Tous ceux qui désirent concourir utilement au travail régénérateur, doivent donc, avant tout, se préoccuper de la nature des éléments sur lesquels il leur est possible d’agir, et combiner leurs actions en raison du caractère, des mœurs, des croyances de ceux qu’ils veulent transformer.
Ainsi pour atteindre, en Orient, le but que poursuivent en Amérique et dans l’Europe occidentale tous les esprits d’élite, il faut suivre une marche identique quant à l’ensemble, mais essentiellement différente dans les détails, c’est-à-dire qu’en semant l’instruction, en développant la moralité, en combattant les abus consacrés par le temps, on arrivera à un même résultat, en quelque endroit qu’on agisse, mais le choix des moyens devra surtout être déterminé par le génie particulier de ceux auxquels on s’adressera.
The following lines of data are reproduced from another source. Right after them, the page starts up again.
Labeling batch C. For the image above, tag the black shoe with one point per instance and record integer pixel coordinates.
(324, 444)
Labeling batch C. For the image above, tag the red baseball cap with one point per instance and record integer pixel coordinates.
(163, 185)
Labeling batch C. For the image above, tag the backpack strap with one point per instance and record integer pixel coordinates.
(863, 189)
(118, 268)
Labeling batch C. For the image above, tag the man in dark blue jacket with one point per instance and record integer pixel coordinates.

L’esprit de réforme souffle dans toute l’Asie ; il a laissé en Syrie, en Perse, et dans toutes les contrées avoisinantes, de sanglantes épaves ; l’idée nouvelle y a germé, arrosée du sang des martyrs ; il faut profiter de l’élan donné aux intelligences, mais éviter de retomber dans les fautes qui ont provoqué ces persécutions. On n’instruit pas l’homme en heurtant de front ses préjugés, mais en les tournant, en modifiant l’ameublement de son esprit d’une manière tellement graduée, qu’il en arrive à renoncer de lui-même à des erreurs pour lesquelles naguère il eût sacrifié sa vie. Il ne faut point lui dire : « Ceci est mauvais, cela est bien, » mais l’amener, par l’enseignement littéraire et par l’exemple, à apprécier chaque chose sous son véritable aspect. On n’impose pas à un peuple des idées nouvelles ; pour qu’il les accepte sans perturbation regrettable, il faut l’y habituer peu à peu en lui en faisant reconnaître les avantages, et ne les poser en principes que lorsqu’on est certain qu’elles auront pour elles une imposante majorité.
Il y a beaucoup à faire en Orient, mais l’action de l’homme seul serait impuissante pour opérer une transformation radicale. Les évènements auxquels nous touchons contribueront pour une part à cette transformation. Ils habitueront les Orientaux à un nouveau genre d’existence ; ils saperont, dans leurs bases, les préjugés qui président à la législation de la famille. C’est après cela seulement que l’enseignement viendra leur porter le dernier coup.
Nous applaudissons de toutes nos forces à l’œuvre de M. X…, à l’esprit dans lequel elle est conçue ; nous lui promettons, en outre, notre assistance, et lui conseillons de recourir à nous toutes les fois qu’il rencontrera quelques difficultés embarrassantes. Qu’il se hâte de se mettre à l’œuvre ; les évènements vont vite, et c’est à peine si son travail sera terminé lorsque le moment propice sera arrivé ! Qu’il ne perde point de temps et qu’il compte sur notre concours, qui lui est acquis comme à tous ceux qui poursuivent avec désintéressement l’accomplissement des desseins providentiels.
Clélie Duplantier.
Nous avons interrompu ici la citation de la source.